# Weird ice cream



## chefpeon (Jun 14, 2006)

I haven't made a lot of ice cream in my career, but I've made enough to sort of know what I'm doing. 

I know a lot of pastry chefs use stabilizers in their bases, but I don't know what the stabilizers are and what they are meant to do.

So.......I made this batch of french vanilla ice cream and it tasted great right out of the ice cream machine. But after a few days in the freezer (in a well sealed container), it had this "icy" kind of taste....not creamy, and also I had the sensation of "flour", like when you taste a thickened sauce that hasn't had the flour taste cooked out of it. Do stabilizers prevent this problem? And if so, what kind of stabilizer should I use?


----------



## rlyv (Oct 28, 2005)

Most stabilizers are made out of different types of gums (this is the ingredient list from Cremodan 30-  Mono & diglycerides, sodium alginate, locust bean gum, carrageenan, guar gum & sodium dioxide added to prevent caking.)

Carrageenan is an extract of seaweed, and guar is from the guar bean, sodium alginate from kelp or algae.  I use a stabilizer I got through Albert Uster, and it's basically the same as Cremodan.  I don't use much of it.  If I use it, I may use half the recommended amount. It will help with preventing icy-ness, but you can't use too much.  It can make the base gelatinous, and the ice cream can have a gummy or gluey texture after freezing.

I always use a custard base (cooked).  Egg yolks do help with the smoothness of the base, and even a little cornstarch can help as well. I'm not a fan of cornstarch only thickened bases.  The mouth feel just isn't right to me, just my preference.  

I make several gallons of ice cream and sorbet a week.  I don't have trouble with it being icy. 

Even when I do use a stabilizer, I really wonder if it's doing much.  I've noticed that when I strain the base, a lot of it is stuck in the chinois, so is there even enough left in there to do any good? Who knows. I've never had a complaint about icy ice cream, even when I don't use it.


----------



## sirgoose (Jul 18, 2013)

I'm posting on this topic because I too was searching for natural stabilizers. On my end, I'm in the opposite direction, I don't use any eggs, I try to stick to only dairy and use a little starch and corn syrup. My issue is that I'm coming out on the "buttery" side. I'm trying to figure out if I'm churning too long in my batch freezer or if the chemistry of the mix is too rich in cream. According to my calculations, I'm at about 14% butterfat which is not too much for an ultra-premium product. I just feel like maybe I need something to help the fat break up or stay broken up. Any expertise anyone?


----------



## marcoropke (Jul 18, 2013)

I use a straight method every single time without fail. I use a bit of Glucose Syrup, eggs, milk, etc..

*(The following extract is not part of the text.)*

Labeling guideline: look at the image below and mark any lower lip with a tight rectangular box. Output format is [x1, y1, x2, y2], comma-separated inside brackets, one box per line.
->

Actually here is the recipe that always works, it makes about 1.5L for me.

*Recipe Ingredients:*


*720 ml* Milk

*1 piece* Vanilla: Vanilla Bean Bourbon

*150 ml* Milk

*40 g* Glucose Syrup

*8 piece* Egg Yolks

*280 g* Sugar

*450 ml *Cream Whipping
*Method:*


Heat the milk and vanilla pods. (150ml milk + vanilla pods)

Whisk together the remaining milk with the glucose, sugar and the egg yolks.

Once the milk is boiling add the egg mix to it and under constant stirring cook the ice cream to exactly 82 C.

As soon as the ice cream reaches the required temperature, take it off the heat immediately and strain it into a clean container.

Set the mix on ice cubes to cool it down quickly, once it is cold cover it with plastic and place it in the fridge to let it ripe for one day.

Next day add the fresh cream to it and mix it well.

Churn the ice cream now in the machine.
It should look like this near the end of the machine while it's churning:





  








2013-06-16_23-34-30__Screen_Shot_2013-06-15_at_2.2




__
marcoropke


__
Jul 18, 2013








Hope that helps

Marco Ropke


----------



## chefpeon (Jun 14, 2006)

I will try that recipe. Will I see a difference if I use corn syrup in place of the glucose?


----------



## jgraeff1 (Jun 3, 2013)

Honestly I have never had to churn the ice cream I make.

The alcohol affects how hard it will set and crystallize.

I normally use condensed milk, eggs, sugar, cream, vanilla extract and liquor of my choice. Then I mix and let freeze it's awesome and smooth and creamy. 

I made lavender- amaretto this way yesterday and came out great.

This is the method I use unless I'm using dry ice or liquid nitrogen


----------